Nous avons commencé à définir concrètement le rôle de chaque personne dans ce projet. D’abord pour l’artiste, la définition de la notion du sujet de l’exposition et la création des œuvres d’art plastique, et la mise en forme de l’installation avec de la peinture et des dessins. Je m’occupe de créer une atmosphère différente dans chaque salle afin de permettre au public d’approfondir encore plus sa relation avec les œuvres et de mieux expérimenter le sujet central de l’exposition. Chaque salle de l’exposition porte nom. La salle A est l’espace quotidien, la salle B le désert, la salle C la mer, la salle D la forêt…
Aujourd’hui le nomadisme signifie le fait de rechercher constamment un nouveau soi sans être lié par un mode de vie ou des valeurs spécifiques. Le terme provient de l’idée d’un nomade qui se déplacerait sans s’arrêter, à la recherche d’un endroit où vivre. Le philosophe français Gilles Deleuze a décrit le monde du nomade comme un « monde dans lequel la vue erre » dans un livre intitulé Différence et répétition, publié en 1968 : le nomadisme est ainsi devenu un terme philosophique. Il correspond à la négation des valeurs ou des philosophies existantes, à la recherche continuelle de nouvelles choses. Académiquement, il signifie l’exploration de divers domaines, mais on le retrouve également dans de nombreux aspects de la culture de la société moderne : les phénomènes psychologiques, les mathématiques, l’économie, la mythologie, etc… Dans cet espace réel, présent et quotidien, entrent les plumes. Elles symbolisent le début et la fin de chaque voyage.  

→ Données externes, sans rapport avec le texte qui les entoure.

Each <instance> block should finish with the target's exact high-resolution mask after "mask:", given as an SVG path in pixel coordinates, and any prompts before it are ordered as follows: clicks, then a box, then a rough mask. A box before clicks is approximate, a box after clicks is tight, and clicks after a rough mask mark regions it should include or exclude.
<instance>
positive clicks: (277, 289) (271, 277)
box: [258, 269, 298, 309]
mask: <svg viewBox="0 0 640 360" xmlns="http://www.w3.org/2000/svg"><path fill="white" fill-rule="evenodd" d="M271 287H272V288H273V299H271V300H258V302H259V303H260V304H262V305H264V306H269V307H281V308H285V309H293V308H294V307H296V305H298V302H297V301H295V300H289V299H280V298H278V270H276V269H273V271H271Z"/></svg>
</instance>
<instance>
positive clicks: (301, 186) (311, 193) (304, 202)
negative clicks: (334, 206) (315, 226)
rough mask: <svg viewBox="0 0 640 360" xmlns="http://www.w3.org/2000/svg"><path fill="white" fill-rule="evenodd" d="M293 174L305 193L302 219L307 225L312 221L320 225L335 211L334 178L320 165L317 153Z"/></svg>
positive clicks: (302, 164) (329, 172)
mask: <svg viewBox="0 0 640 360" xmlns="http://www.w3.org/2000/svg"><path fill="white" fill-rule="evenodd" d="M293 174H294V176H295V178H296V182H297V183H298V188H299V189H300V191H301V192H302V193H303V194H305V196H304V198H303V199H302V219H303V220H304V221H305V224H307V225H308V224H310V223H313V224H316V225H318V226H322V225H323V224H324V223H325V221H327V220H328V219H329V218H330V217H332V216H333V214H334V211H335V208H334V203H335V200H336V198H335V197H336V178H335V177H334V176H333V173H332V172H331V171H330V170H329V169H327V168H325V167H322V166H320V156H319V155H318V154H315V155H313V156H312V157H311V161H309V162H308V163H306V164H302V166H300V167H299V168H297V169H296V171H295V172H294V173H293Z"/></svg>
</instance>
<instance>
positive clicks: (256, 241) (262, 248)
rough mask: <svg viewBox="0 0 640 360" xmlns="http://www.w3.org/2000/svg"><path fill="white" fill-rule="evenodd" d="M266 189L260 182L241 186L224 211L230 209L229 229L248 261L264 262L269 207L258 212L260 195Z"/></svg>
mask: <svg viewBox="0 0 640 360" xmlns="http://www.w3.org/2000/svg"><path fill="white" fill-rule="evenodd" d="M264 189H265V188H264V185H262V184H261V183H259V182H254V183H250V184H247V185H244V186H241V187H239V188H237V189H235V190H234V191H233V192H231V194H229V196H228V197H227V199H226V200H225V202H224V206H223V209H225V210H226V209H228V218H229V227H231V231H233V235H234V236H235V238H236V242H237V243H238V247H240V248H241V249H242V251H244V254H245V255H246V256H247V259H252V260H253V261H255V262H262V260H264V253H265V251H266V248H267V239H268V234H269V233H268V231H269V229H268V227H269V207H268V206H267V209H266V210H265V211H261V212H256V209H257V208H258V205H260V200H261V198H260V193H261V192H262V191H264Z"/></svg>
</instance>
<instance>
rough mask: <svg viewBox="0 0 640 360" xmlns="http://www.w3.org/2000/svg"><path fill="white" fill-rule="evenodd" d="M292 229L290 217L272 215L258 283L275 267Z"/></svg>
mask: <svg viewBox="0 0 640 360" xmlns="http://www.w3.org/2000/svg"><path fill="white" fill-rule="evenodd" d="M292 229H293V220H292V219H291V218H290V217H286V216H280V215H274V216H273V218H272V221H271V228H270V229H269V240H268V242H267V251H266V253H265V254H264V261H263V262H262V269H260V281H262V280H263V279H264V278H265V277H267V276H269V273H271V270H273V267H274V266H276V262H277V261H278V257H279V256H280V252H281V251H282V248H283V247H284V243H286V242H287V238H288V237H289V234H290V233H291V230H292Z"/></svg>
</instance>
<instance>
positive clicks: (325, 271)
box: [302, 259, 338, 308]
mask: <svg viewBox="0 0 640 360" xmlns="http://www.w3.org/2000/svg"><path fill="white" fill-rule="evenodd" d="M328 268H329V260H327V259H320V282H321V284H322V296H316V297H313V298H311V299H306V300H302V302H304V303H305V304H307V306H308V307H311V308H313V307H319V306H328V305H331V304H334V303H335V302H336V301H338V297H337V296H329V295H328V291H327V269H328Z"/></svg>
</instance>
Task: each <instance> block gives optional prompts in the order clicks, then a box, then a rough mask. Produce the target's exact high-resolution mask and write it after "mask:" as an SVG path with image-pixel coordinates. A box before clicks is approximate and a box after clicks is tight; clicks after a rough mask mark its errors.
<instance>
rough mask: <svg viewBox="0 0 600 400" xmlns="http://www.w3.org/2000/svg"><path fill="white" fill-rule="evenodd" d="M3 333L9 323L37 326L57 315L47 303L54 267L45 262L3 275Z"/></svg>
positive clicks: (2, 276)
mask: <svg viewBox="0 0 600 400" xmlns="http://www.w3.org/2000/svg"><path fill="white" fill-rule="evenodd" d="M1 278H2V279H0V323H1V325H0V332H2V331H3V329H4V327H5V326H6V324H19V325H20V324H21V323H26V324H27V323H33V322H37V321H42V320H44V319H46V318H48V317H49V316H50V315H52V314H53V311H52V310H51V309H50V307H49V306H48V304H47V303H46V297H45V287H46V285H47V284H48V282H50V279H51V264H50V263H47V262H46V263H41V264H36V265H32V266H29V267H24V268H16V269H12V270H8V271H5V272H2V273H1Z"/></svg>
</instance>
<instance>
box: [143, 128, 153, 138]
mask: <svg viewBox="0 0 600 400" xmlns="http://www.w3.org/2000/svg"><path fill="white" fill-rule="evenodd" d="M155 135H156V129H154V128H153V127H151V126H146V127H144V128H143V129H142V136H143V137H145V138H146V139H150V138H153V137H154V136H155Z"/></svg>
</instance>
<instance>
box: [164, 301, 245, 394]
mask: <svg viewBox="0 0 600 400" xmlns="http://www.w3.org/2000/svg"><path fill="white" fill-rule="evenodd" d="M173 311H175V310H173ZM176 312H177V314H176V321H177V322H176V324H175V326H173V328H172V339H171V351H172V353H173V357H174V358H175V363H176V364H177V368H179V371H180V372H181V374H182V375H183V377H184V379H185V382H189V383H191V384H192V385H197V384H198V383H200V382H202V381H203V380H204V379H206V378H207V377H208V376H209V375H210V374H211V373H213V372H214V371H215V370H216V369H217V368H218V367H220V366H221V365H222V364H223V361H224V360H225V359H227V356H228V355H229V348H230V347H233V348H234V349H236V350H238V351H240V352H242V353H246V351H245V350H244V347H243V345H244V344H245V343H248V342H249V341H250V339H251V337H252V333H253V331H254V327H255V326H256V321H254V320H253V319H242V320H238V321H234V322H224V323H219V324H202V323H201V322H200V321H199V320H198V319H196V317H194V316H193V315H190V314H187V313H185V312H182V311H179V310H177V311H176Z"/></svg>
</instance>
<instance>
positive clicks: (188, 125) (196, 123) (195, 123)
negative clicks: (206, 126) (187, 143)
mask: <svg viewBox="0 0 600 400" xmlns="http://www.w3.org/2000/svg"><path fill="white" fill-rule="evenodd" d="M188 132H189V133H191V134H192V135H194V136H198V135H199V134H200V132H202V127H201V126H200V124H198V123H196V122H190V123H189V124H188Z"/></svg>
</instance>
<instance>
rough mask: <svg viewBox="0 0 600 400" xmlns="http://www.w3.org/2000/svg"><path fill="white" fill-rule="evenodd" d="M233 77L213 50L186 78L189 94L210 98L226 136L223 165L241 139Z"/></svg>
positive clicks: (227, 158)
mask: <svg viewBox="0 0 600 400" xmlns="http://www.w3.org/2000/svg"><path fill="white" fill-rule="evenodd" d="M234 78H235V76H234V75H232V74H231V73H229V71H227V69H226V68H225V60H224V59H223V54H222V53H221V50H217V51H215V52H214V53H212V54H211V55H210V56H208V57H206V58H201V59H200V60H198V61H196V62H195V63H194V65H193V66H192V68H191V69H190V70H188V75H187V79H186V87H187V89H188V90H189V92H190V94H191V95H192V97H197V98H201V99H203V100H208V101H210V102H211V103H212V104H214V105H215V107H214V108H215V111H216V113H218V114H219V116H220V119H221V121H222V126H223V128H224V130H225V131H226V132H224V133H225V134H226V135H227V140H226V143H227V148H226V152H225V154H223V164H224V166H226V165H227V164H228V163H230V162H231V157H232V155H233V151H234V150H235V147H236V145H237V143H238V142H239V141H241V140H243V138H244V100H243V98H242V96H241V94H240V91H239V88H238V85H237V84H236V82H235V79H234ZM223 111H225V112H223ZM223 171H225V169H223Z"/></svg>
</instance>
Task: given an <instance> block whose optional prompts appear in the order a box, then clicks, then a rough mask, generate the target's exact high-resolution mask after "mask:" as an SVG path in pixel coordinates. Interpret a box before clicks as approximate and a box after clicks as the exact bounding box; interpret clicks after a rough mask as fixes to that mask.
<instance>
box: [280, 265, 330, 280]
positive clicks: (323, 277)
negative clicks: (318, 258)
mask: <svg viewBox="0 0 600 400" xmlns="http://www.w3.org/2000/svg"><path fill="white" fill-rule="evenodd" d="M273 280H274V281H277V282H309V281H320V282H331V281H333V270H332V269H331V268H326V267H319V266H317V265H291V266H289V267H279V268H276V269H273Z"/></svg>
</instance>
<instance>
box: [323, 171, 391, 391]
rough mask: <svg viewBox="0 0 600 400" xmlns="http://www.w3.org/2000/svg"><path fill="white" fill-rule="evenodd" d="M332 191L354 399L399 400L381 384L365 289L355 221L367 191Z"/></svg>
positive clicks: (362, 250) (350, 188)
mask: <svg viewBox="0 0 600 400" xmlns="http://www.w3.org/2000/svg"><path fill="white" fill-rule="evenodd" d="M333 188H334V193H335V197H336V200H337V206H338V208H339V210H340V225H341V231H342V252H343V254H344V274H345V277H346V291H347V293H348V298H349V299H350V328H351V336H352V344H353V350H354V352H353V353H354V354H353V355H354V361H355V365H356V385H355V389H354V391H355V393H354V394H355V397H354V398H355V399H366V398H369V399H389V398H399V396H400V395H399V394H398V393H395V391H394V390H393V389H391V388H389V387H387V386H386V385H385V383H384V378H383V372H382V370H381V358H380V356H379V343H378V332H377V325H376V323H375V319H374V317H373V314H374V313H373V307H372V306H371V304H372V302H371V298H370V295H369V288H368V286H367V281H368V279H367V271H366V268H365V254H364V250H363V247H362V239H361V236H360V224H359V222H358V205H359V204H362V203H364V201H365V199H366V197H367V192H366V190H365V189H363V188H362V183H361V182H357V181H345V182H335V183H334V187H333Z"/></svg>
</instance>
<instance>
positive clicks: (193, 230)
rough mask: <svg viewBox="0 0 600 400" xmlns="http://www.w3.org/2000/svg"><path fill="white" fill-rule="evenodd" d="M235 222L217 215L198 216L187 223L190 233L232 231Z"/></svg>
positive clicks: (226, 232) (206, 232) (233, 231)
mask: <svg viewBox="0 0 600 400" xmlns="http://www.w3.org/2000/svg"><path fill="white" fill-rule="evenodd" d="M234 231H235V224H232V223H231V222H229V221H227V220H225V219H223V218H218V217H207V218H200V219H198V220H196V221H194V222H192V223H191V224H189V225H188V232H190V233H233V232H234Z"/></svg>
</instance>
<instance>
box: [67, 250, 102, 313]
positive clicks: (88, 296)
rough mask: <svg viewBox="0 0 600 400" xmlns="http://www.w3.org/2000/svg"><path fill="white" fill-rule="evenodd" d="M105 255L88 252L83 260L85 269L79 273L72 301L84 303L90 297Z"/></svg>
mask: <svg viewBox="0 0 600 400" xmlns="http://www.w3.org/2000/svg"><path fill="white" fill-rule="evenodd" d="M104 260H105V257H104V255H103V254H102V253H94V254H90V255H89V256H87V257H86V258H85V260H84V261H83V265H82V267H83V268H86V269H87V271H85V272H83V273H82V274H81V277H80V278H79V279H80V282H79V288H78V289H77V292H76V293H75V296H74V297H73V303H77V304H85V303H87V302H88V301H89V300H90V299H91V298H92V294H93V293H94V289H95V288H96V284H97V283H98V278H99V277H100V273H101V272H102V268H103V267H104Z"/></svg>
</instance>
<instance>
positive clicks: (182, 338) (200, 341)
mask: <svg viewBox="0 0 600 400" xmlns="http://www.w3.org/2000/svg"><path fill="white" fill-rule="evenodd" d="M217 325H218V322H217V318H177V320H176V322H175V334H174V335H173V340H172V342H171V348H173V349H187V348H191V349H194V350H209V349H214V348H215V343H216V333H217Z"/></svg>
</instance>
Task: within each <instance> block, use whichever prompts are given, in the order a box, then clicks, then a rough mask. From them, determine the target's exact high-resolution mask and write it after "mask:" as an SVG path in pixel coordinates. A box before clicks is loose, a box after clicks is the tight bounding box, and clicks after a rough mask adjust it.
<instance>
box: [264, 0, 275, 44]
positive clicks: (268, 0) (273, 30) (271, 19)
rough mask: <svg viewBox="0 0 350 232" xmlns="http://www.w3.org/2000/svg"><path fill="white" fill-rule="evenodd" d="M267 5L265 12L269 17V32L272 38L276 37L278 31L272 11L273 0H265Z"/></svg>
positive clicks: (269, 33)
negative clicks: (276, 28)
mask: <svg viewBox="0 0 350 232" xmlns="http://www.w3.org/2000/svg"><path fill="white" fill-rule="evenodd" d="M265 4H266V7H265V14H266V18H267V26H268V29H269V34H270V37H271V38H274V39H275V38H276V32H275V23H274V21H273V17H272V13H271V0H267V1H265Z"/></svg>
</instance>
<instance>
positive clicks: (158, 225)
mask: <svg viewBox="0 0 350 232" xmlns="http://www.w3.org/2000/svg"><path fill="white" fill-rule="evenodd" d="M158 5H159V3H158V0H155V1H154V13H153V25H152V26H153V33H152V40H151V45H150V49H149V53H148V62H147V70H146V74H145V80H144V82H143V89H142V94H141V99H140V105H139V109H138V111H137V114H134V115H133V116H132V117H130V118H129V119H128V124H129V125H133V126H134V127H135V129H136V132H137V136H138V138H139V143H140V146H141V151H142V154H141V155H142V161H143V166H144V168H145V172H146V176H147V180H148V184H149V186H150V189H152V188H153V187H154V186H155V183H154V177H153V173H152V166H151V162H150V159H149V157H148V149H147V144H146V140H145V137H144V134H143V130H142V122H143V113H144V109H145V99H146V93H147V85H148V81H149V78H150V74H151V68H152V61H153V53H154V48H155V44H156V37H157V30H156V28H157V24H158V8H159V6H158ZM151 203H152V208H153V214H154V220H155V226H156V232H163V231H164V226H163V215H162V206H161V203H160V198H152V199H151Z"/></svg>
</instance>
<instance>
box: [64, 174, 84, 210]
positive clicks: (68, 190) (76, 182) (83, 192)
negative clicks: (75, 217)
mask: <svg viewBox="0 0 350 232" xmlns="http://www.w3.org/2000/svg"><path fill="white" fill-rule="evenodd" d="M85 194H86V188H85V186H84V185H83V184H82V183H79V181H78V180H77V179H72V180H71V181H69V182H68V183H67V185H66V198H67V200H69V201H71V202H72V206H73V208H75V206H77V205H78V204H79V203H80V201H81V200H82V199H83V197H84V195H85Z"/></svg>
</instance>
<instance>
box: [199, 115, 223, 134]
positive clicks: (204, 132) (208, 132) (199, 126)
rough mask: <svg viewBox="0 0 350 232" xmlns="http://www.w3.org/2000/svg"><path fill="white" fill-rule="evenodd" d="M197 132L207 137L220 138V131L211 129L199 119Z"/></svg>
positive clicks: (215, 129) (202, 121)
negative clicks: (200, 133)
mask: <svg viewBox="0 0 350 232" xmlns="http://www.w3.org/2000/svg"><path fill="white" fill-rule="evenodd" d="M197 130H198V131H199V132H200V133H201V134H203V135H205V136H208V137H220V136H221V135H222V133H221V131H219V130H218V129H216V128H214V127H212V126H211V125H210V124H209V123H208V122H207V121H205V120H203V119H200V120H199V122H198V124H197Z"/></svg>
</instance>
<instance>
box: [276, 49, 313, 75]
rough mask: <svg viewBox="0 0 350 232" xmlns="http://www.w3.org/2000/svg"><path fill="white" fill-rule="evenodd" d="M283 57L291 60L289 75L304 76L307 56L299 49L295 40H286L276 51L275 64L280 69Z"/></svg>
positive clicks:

Auparavant, cette salle comprenait deux grandes fenêtres, avec une cheminée au milieu, et un miroir, ce qui la rendait très lumineuse. Mais la salle ne possédait pas assez de murs pour installer les tableaux, et le mur, visible sur la photo de droite, où nous pouvons voir trois portes, dont deux fausses, ne pouvait pas être touché. C’est pour cela que j’ai conçu ce système de double couche, comme si nous étions dans une tente et que nous avions vue sur le désert à travers les fenêtres ouvertes de la tente. Ainsi les fenêtres d’intérieur et d’extérieur se croisent.
L’espace sous la mer. Il présente des choses réalistes et non réalistes que le public peut expérimenter ici dans un espace composé comme la mer. Les plumes existent sous une forme différente de celle des autres salles : elles apparaissent en effet uniquement dans les œuvres présentées dans la salle, sous forme de dessins ou de peintures. Cela signifie aussi qu’il n’existe pas de limite pour les plumes. Avant sa rénovation, cette salle était très lumineuse, mais aujourd’hui elle est totalement fermée et sombre. Une autre de ses caractéristiques est son plafond à caissons en forme d’octogones. Quand je suis entrée cette salle, je me suis sentie comme dans la mer.
La forêt que je propose dans cette espace n’est pas une forêt qui existe réellement : elle n’existe que dans le souvenir. A la manière du souvenir, qui nous paraît souvent comme une image sans couleur, odeur, ni caractère, les œuvres proposées dans cette salle n’ont pas de couleurs marquantes. Leur envergure chromatique se limite au noir et au blanc. Les plumes qui apparaissent dans les œuvres, ainsi que dans les motifs de la lumière tombant du plafond, grâce à l’installation d’un motif plumeux, symbolisent l’accumulation du temps, et l’infini.